For scout, it is mandatory to select the most reliable combination of features to handle the current radio scenarios successfully and to decrease the probability of errors. Talking about the combination of spectrum sensing together with REM, the question whether it is a good idea to use the information of the current radio environment to ease the processing always appears. If this information is used to support spectrum sensing, one should keep in mind that the radio scenario changes over time and location. Thus, it is mandatory that the spectrum sensing is updated automatically to fit to the current REM. Due to the fact that in some cases a priori information can be accessed and applied easily, however, in other cases the opposite happens as the current a priori information becomes irrelevant due to the new requirements. Nevertheless, for the operator of the scout, it is not obvious which kind of sensing technique is the best for a given radio scenario.So, the goal is to make the decision to choose the sensing features as automatically as possible.

If the scout starts in a new environment with noneducated sensing and PHY identification, it can later switch to educated sensing which not only makes the sensing easier but also enhance the sensing performance. This is actually the simple and straightforward application of cognitive principle which involves learning, cognition, and then educating other nodes.

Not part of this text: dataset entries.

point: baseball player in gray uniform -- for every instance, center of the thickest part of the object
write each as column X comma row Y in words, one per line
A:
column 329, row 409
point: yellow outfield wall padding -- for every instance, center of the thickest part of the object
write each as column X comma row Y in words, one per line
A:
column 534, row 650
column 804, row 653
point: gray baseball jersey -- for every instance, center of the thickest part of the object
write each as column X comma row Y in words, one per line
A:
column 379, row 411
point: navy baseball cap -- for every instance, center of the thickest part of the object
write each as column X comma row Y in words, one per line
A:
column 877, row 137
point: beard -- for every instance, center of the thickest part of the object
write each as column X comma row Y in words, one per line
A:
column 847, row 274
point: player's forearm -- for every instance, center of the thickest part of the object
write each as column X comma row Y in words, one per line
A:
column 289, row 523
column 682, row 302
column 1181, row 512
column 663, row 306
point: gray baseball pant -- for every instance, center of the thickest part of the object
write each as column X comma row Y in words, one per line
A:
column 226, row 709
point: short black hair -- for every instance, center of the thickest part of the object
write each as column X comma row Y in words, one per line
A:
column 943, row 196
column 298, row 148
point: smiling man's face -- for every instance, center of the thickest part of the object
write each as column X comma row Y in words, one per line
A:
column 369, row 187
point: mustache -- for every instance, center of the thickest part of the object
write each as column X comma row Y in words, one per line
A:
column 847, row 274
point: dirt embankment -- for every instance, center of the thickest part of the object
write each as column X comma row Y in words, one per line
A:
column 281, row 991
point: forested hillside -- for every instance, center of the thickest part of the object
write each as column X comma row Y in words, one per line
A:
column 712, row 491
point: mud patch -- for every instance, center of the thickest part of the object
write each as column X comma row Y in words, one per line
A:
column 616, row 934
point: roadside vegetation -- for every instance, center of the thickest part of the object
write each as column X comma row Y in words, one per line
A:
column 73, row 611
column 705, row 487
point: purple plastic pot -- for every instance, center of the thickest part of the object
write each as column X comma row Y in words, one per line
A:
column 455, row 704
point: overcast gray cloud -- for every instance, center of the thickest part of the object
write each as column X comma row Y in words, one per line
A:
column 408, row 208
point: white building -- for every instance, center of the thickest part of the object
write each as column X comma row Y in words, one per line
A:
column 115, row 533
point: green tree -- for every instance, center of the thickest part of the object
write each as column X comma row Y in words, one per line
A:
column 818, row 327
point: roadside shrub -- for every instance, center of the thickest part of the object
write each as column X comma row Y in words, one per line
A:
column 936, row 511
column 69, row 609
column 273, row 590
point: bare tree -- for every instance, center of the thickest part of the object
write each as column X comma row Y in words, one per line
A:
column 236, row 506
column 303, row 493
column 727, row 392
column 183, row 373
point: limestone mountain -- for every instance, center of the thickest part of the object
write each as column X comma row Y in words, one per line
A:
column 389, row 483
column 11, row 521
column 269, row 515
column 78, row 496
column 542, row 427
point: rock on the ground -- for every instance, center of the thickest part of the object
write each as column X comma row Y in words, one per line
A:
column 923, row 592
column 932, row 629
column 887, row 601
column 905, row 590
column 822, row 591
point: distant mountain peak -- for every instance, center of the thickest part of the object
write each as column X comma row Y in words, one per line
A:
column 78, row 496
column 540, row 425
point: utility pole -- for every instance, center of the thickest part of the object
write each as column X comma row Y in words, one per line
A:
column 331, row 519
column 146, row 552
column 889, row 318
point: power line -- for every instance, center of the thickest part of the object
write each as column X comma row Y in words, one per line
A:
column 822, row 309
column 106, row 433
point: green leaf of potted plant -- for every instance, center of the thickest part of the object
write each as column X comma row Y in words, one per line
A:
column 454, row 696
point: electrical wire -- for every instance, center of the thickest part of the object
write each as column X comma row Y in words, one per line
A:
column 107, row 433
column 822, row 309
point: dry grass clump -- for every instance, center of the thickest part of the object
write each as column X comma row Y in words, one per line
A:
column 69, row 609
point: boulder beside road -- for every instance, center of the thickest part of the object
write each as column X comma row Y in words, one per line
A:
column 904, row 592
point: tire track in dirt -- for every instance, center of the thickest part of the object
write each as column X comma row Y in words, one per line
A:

In [21], a new sensing approach has been introduced where the main idea is to combine modern object detection techniques with new upcoming ideas from CR. By doing, this it was possible to combine different sensing approaches in such a way that a highly robust and real-time capable system for radio signal detection and classification emerged. The decision which sensing approach fits to the defined requirements was done automatically based on the current radio scenario or rather the current REM. Figure 5 shows the structure of the new system. It contains several subsystems for classification which are adapted to the radio standards of interest. This allows the operator of the scout to focus on updating the REM and not to spend too many efforts in trying to set up a spectrum sensing manually. In such case the sensing can be robust, fast, and reliable compared to the uneducated (blind) sensing. The neighbouring nodes with reduced sensing capabilities also can take advantage from the sensing decision of the scout.

160327.fig.005
Figure 5: Processing chain with a common wideband receiver (WBR), transmission class-specific subsystems for pattern extraction (PE) and for integrated detection and classification (ICL).
3.2. Estimation of Channel Statistics

Since the sensing and estimation procedures all rely on the signals obtained from the sources in the environment, the reliability of the estimation from the received signal parameter depends upon the accuracy in the predicted channel parameters at the given location. The channel parameters of high importance are pathloss, small-scale fading parameters, and large-scale fading (shadowing) statistics. These parameters are illustrated in Figure 6 which is based on the real measurement in an indoor environment. Apart from these parameters delay spread based on power delay profile, Doppler spread, angle of arrival, and so forth in the given environment are the parameters to be estimated and stored in REM. Since exceptional disaster scenario is to be considered, the channel statistics and models used in the normal situation may not be applicable in this situation. Therefore, a realistic assumption of the channel statistics in disaster scenario is needed especially for initial attempts of estimation. Later, estimation of channel statistics based on current measurement results and the resource estimation and identification based on those new statistics will make the system highly reliable.

160327.fig.006
Figure 6: The received power in an indoor environment showing the effect of small-scale fading, shadowing, and pathloss.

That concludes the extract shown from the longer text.